Fotos: PMU
Um incidente envolvendo agressões e ameaças com faca ocorrido na noite deste domingo (31) na Praça Miguel Rossafa, onde pessoas em situação de rua estão presentes, deixou alguns cidadãos assustados e gerou questionamentos sobre a segurança.
O local é frequentado por famílias com crianças, especialmente nos finais de semana. OBemdito divulgou reportagem sobre o assunto (confira aqui).
A situação da população em situação de rua é acompanhada de perto pelo município por meio do Centro de Referência em Atendimento à População de Rua (Centro Pop) e instituições socioassistenciais, além das forças de segurança. As abordagens respeitam os direitos humanos e o direito constitucional de ir e vir, com intervenção policial ou da Guarda Municipal somente em casos de violência ou risco à vida.
O secretário de Assistência Social, Amós Westphal, enfatiza que as abordagens são rotineiras com o pessoal do Centro Pop, que oferece acolhimento através de uma equipe multidisciplinar composta por educador, assistente social e psicólogo. No entanto, o acesso aos serviços é voluntário e depende do interesse e aceitação do morador de rua.
O Centro Pop oferece café da manhã, tarde e instalações adequadas para lavar e guardar roupas, além de banho. Aqueles que desejarem podem receber passagens de volta à cidade de origem, com adesão voluntária.

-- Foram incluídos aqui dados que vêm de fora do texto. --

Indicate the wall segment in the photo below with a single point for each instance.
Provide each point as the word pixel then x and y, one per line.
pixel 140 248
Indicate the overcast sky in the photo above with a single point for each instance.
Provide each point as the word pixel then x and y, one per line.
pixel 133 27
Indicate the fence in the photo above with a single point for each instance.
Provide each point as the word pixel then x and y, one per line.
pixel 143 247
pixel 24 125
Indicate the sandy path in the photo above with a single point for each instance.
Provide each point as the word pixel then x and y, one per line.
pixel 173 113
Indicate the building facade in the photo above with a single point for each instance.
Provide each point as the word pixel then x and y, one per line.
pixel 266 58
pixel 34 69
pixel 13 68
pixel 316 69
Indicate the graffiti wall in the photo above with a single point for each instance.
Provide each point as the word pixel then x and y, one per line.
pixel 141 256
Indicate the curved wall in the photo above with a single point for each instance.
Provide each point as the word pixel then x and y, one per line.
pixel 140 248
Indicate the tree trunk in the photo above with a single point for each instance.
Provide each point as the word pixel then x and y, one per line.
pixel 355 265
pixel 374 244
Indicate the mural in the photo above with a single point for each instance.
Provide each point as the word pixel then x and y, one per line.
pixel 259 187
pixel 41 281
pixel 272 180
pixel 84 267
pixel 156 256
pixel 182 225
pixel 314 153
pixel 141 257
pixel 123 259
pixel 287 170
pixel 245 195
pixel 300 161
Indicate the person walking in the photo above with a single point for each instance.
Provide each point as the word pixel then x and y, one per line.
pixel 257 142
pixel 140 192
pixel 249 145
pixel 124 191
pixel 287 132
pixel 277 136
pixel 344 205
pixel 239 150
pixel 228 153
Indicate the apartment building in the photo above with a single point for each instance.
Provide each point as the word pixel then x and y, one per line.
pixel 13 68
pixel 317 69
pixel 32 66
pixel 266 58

Na última semana, a Secretaria de Assistência Social e o Centro Pop conduziram abordagens com a presença de representantes do Ministério Público do Paraná, Ministério Público do Trabalho, defensorias públicas do Estado e da União, Comissão de Direitos Humanos da OAB, além da Secretaria de Saúde e da Guarda Municipal.
As ações foram realizadas na rodoviária velha, entorno do terminal urbano, principais praças e abrigos da cidade. O objetivo foi buscar soluções para o problema social e dividir responsabilidades.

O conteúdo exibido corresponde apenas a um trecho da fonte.